Luxembourg looks toward exciting year
After five years of activities at the Luxembourg Trade and Investment Office (LTIO, ), the relationship between Taiwan and Luxembourg has made a great deal of progress. Ahead of this year’s National Day, The China Post met Hugues Mignot, executive director of the LTIO.The following is an edited transcript of the conversation.
Mr. Mignot: Two hundred years ago, a few weeks before the battle of Waterloo, the congress of Vienna reshaped Napoleon’s empire, resulting in the creation of three new nations which later were to be conglomerated under one ruler, King William the 1st, Prince of Orange: Grand Duke of Luxembourg and King of Belgium and Holland. The Benelux was born before the letter.
Without entering into the details, the situation of Great Britain in the European Union, the drama of the migrants and the Trans-Atlantic negotiations are important issues to remain on the Commission’s agenda, not-to-mention the Greek situation which will have to be followed on a daily basis. As far as the transatlantic negotiations are concerned, it is for sure that the Transatlantic Trade and Investment Partnership (TTIP) will not be concluded during the Luxembourg presidency but discussions will at all costs need to continue.
Recently the minister of foreign affairs stated that one of his priorities is the rebranding of Luxembourg to shred away an outdated image of a tax paradise. On track for the new government is also the pursuit of economic diversification from Luxembourg’s banking and funding industry.
One such diversification is a fast growing ICT sector, now ranking in the world top 10 in terms of infrastructure. It represents more than 7 percent of Luxembourg’s national income thanks to substantial public and private investments, amounting to 4 percent of Luxembourg’s GDP. Now 40 percent of Europe’s Tier IV Data Centers are located in Luxembourg and are about to reach the level of importance that the financial sector represents, with a total capacity of more than 40,000 m², and a turnover of more than 10 billion euros, not including substantial investments in high-speed electronic data highways to all major European capitals.
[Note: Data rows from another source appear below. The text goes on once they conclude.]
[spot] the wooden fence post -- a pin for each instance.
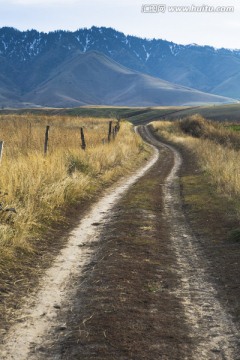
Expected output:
(109, 131)
(1, 150)
(46, 140)
(83, 146)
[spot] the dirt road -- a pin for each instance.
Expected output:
(133, 282)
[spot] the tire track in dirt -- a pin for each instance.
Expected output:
(40, 311)
(214, 334)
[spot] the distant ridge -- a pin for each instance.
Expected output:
(100, 66)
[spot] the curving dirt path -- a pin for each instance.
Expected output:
(131, 284)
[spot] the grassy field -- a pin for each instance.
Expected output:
(216, 147)
(38, 187)
(143, 115)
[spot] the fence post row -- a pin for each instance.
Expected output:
(109, 131)
(1, 150)
(46, 140)
(83, 146)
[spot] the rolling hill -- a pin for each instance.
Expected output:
(92, 78)
(31, 56)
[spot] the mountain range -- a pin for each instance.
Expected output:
(103, 66)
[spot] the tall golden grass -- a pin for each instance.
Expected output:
(38, 187)
(216, 148)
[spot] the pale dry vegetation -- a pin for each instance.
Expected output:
(38, 187)
(216, 147)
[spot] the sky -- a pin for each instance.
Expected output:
(203, 22)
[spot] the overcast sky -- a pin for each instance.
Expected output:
(219, 29)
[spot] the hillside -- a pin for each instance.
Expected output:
(93, 78)
(204, 68)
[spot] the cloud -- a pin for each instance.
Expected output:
(39, 2)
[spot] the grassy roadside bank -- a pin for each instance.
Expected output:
(47, 192)
(215, 148)
(209, 183)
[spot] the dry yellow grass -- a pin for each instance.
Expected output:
(39, 186)
(219, 158)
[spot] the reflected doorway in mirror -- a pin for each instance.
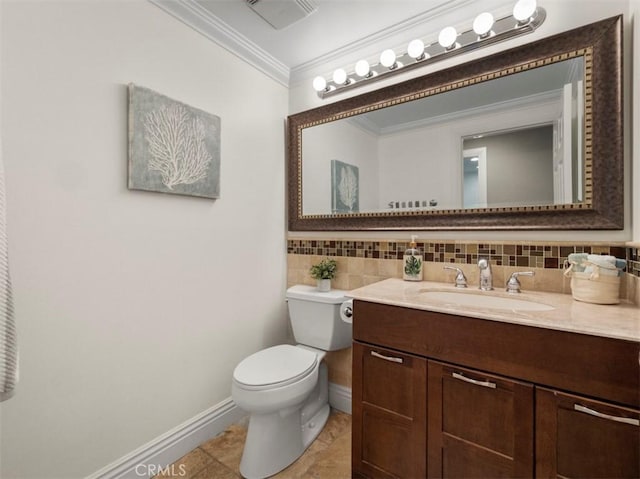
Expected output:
(345, 187)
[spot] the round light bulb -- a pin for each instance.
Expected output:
(340, 76)
(524, 10)
(483, 23)
(388, 58)
(362, 68)
(447, 37)
(319, 83)
(415, 49)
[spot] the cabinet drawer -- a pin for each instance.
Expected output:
(480, 425)
(591, 365)
(580, 437)
(391, 383)
(389, 428)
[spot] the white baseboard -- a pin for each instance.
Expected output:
(171, 446)
(340, 397)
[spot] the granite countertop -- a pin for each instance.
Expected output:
(561, 312)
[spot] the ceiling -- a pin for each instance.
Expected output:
(335, 29)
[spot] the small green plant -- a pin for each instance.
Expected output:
(412, 266)
(325, 269)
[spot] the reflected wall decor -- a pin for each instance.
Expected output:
(345, 185)
(173, 148)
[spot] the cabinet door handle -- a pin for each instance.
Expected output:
(626, 420)
(387, 358)
(485, 384)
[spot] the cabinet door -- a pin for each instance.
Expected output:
(389, 413)
(480, 425)
(579, 437)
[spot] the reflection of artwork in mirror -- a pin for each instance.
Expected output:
(425, 136)
(407, 142)
(344, 187)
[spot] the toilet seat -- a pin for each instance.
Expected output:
(275, 367)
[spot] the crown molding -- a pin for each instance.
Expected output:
(427, 22)
(193, 15)
(203, 21)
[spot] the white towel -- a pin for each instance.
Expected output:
(8, 340)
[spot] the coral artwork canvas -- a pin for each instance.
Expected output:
(173, 148)
(345, 187)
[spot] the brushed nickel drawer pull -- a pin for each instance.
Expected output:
(486, 384)
(387, 358)
(626, 420)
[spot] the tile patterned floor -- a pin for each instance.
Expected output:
(328, 457)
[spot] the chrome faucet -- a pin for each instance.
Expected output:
(513, 285)
(461, 280)
(486, 276)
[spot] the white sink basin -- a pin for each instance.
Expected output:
(484, 300)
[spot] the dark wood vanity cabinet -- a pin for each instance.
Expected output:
(580, 437)
(389, 397)
(480, 425)
(437, 395)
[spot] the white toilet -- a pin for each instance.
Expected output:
(285, 388)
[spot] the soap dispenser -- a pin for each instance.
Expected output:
(412, 262)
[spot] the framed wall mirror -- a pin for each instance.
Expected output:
(530, 138)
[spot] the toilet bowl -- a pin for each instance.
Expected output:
(285, 388)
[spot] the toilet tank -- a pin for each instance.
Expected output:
(315, 318)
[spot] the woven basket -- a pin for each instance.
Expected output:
(594, 288)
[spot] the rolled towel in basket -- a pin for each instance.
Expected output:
(621, 264)
(578, 261)
(602, 264)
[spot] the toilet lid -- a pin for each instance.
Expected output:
(274, 365)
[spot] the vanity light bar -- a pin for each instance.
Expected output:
(527, 17)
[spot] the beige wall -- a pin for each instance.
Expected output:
(131, 306)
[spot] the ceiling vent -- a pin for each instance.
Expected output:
(282, 13)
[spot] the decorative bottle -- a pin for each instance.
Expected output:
(412, 262)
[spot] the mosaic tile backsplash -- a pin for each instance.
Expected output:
(549, 256)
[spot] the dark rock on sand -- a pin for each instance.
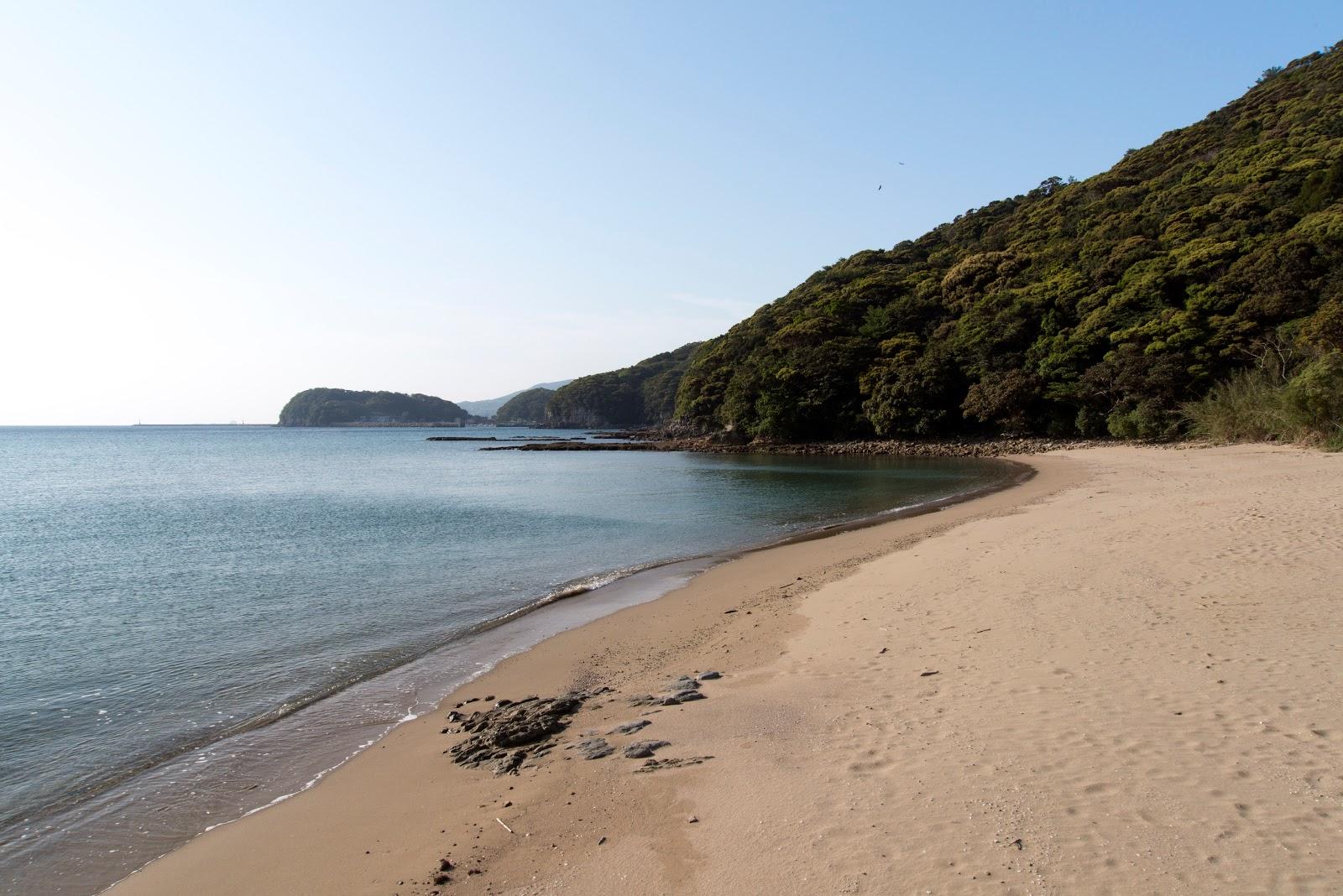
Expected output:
(644, 748)
(594, 748)
(508, 735)
(655, 765)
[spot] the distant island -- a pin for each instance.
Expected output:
(641, 394)
(1193, 289)
(490, 407)
(349, 408)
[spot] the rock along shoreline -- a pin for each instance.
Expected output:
(947, 448)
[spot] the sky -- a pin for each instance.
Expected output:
(208, 207)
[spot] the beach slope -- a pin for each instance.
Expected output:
(1121, 676)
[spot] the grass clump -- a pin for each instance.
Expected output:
(1302, 403)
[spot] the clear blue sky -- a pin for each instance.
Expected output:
(206, 208)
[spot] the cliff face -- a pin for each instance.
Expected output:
(1076, 309)
(525, 408)
(342, 408)
(635, 396)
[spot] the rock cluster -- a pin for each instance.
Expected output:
(510, 734)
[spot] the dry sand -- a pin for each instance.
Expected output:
(1138, 667)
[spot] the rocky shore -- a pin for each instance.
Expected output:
(870, 447)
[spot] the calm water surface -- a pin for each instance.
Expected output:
(199, 620)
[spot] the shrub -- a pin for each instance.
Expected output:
(1314, 399)
(1248, 407)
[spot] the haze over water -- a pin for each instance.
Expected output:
(167, 593)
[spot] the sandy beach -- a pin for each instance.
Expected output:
(1121, 676)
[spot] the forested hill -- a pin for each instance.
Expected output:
(342, 407)
(635, 396)
(525, 408)
(1074, 309)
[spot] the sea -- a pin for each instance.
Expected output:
(201, 622)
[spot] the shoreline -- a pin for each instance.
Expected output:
(1021, 475)
(1115, 678)
(610, 591)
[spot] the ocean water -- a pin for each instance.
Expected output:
(196, 622)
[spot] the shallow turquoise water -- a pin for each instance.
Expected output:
(165, 591)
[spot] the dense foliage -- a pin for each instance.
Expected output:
(342, 407)
(635, 396)
(525, 408)
(1080, 307)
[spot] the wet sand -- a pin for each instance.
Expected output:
(1121, 676)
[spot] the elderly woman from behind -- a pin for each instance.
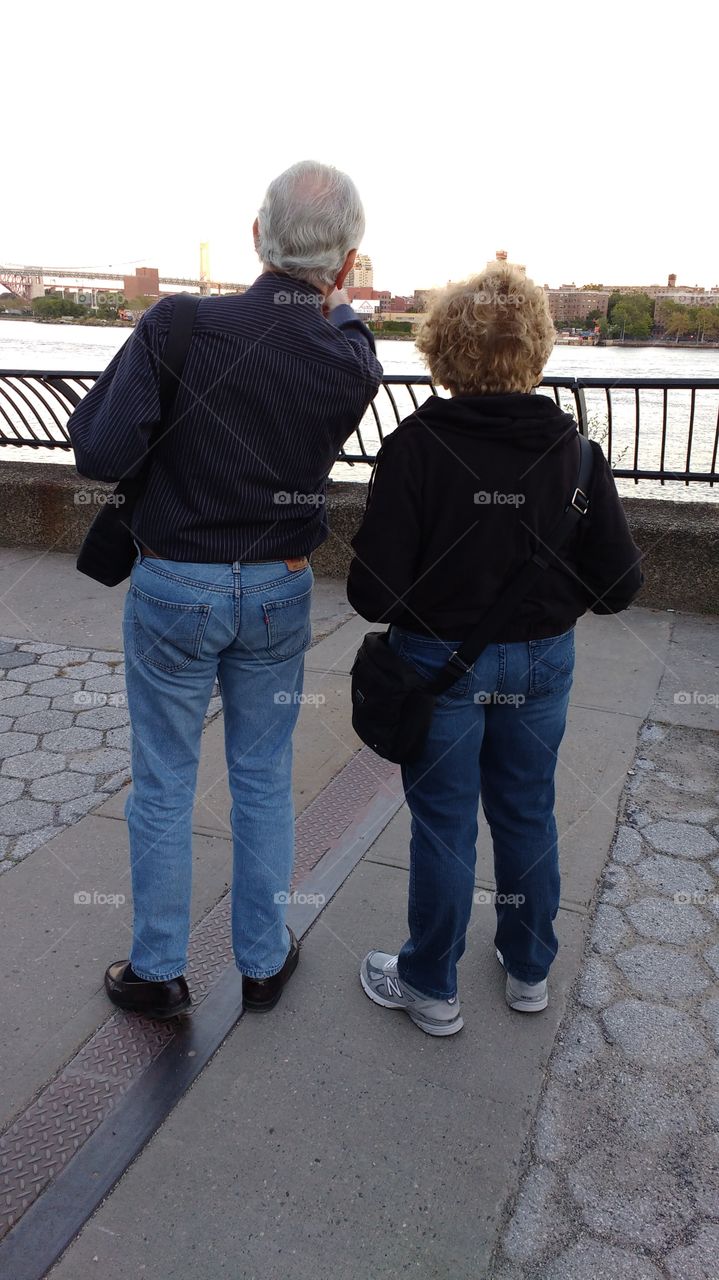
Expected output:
(465, 492)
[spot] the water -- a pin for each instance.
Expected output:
(26, 344)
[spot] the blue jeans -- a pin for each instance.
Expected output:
(186, 626)
(495, 734)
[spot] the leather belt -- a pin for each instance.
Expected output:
(293, 565)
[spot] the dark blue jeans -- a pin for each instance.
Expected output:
(494, 735)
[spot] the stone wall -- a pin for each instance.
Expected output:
(49, 506)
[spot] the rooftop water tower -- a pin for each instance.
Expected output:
(204, 268)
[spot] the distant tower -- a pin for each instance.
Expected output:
(204, 268)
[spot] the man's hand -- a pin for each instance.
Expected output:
(337, 298)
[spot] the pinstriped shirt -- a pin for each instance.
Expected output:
(270, 392)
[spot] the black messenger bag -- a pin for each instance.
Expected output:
(108, 551)
(392, 703)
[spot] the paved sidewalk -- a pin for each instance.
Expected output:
(331, 1138)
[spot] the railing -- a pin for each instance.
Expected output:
(650, 428)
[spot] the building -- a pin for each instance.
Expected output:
(361, 274)
(143, 284)
(365, 307)
(569, 304)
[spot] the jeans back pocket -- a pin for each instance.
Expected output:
(552, 662)
(168, 635)
(288, 625)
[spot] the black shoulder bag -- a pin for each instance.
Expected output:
(392, 704)
(108, 551)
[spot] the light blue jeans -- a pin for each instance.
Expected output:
(494, 735)
(248, 627)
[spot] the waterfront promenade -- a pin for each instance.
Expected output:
(331, 1138)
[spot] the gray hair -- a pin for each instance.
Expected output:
(308, 220)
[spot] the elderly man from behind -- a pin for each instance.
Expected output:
(275, 380)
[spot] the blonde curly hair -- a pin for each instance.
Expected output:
(489, 334)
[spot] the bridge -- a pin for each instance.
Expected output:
(30, 282)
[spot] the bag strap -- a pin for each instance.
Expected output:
(502, 611)
(175, 352)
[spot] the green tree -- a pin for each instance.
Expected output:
(140, 304)
(53, 307)
(632, 315)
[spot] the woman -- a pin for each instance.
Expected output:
(465, 492)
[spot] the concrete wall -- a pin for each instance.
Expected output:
(49, 506)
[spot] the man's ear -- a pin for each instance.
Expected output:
(346, 268)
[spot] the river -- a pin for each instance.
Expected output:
(26, 344)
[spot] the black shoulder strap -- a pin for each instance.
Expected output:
(175, 352)
(503, 609)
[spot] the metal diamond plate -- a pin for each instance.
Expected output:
(46, 1136)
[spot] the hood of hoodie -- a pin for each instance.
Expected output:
(526, 421)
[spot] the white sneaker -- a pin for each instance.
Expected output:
(526, 997)
(381, 983)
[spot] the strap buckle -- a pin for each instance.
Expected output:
(580, 502)
(454, 661)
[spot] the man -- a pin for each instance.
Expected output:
(275, 380)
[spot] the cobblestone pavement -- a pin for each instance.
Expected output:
(621, 1176)
(64, 739)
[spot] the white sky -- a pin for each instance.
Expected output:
(580, 137)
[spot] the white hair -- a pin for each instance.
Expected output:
(308, 220)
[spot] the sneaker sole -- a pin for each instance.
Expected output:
(527, 1006)
(429, 1028)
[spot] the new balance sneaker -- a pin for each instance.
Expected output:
(381, 983)
(526, 997)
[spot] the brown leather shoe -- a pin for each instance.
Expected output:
(260, 995)
(151, 999)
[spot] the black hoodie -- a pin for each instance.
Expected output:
(463, 492)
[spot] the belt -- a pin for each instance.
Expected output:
(293, 565)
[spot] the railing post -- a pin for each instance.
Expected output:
(581, 410)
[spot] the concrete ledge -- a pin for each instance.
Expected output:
(50, 506)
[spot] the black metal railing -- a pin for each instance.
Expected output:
(662, 429)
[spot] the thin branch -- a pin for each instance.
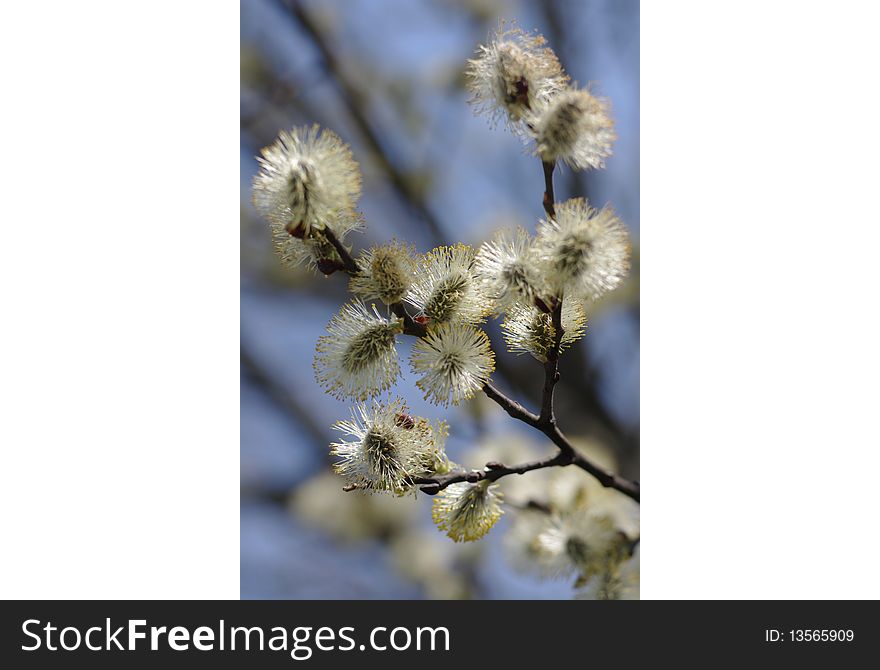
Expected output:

As it emerged out of the financial and funding industries, as a need for Luxembourg’s banking, funding and wealth management industries, the new digital economy offered initially platforms free of security breaches and intrusions, which, as we all know, have become a major concern for the management of private and public information. With its long tradition of bank secrecy, Luxembourg will continue to innovate in the field of electronic and privacy safety, and is now hosting, for example, data from the European Commission, Interpol, etc.
As a matter of fact several major Taiwanese ICT manufacturers have decided, or are contemplating, to locate their cloud business in Luxembourg to better serve their international clients and offer two-way e-commerce business infrastructures to Asian companies eager to integrate a fast-developing digital economy of a common Asian and European market.
The Luxembourg government has been very cooperative in offering capital and other incentives to interested Taiwanese companies within the “competition” regulatory framework of the European Union. It is therefore no surprise that the annual “ICT Spring Fair” in Luxembourg increasingly attracts Asian start-ups interested in initiating European e-ventures through a Luxembourg springboard.
Diversification now also takes place, similar to Taiwan, into the newly emerging biotech and eco-tech initiatives. The presence of Big Data hosting facilities, as integrated bio banks and the presence of Europe’s youngest university offer ways and means of putting Taiwanese companies on the European bio medicine map.
If the terminology of “circular economy” is now well introduced, the concept of recycling is not new. But today even more than before the Luxembourg government is encouraging all initiatives allowing us to save millions of euros in de-wasting technologies.
A good example of diversification in the field of traditional logistics, it is worth noting that Luxembourg has now direct train-to-sea links with Turkey and encouraged the investment in a brand-new Freeport, exclusively devoted to high-value storage and trading of art, similar to other art storage places in Geneva, Singapore and very soon Beijing.
The Deputy Prime Minister of Luxembourg, Etienne Schneider, visited the “Paris Airshow” last weekend, as he believes in the potentials offered by the space industry. He was certainly thinking of how the successful SES Company can serve additional video and other data streaming to the European public and international public, considering that digital pay television penetration does not exceed, in certain countries, 10 to 15 percent of the market.
The announcement of the 50 billion RMB Qualified Foreign Institutional Investor scheme, launched in Hong Kong in 2011 and expanded to other jurisdictions since 2013 recognizes Luxembourg as one of Europe’s main international financial centers in addition to distributing 67 percent of the world’s UCITS investment funds and the largest investment fund center in the world.